I simply do NOT believe you need "something like this for every single individual document?"
There is an inconsistency here.
Bookmark names are identical in each document. They are simply valued differently for each document. Those values come from the userform.
A call to a process will only take a parameter value one time. That is, it takes a value and does what it does...and then stops. For example:
Code:
Sub YaddaYadda()
Dim file
Dim path As String
path = "C:\ZZZ\Bookmarks\"
file = Dir(path & "*.doc")
Do While file <> ""
Documents.Open Filename:=path & file
[COLOR=red]' the above is now the ActiveDocument[/color red]
With ActiveDocument
.Bookmarks("here").Range.Text _
= txtWhatever.Text
.Save
.Close
End With
file = Dir()
Loop
End Sub
The code above will -
as I have already stated:
1. open EACH .doc file in c:\zzz\bookmarks
2. puts the text of a userform textbox - txtWhatever - in the bookmark "here".
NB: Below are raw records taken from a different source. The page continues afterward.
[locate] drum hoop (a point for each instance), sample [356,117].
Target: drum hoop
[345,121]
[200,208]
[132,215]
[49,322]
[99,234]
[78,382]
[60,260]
This assumes each file HAS such a bookmark! This can be tested for (and probably should be!) of course.
3. saves the file
4. closes the file
5. opens the next file and repeats 1 to 4 until all .doc files are processed. This happens whether it is 20 files, 100 files, 246 files, or 800 files. The number of files is irrelevant (aside from possible memory hogging...)
If you are trying to state that you are processing 246 files in ONE process, and using different values for different files...then, hmmmm:
1. HOW are you determining which files gets which value?
2. More importantly, HOW are you
changing the value of the textbox on the userform? You can not do that while there are other processes actually executing.
I agree with strongm, this absolutely, positively, can be stream-lined to a tiny fraction of whatever code you have now.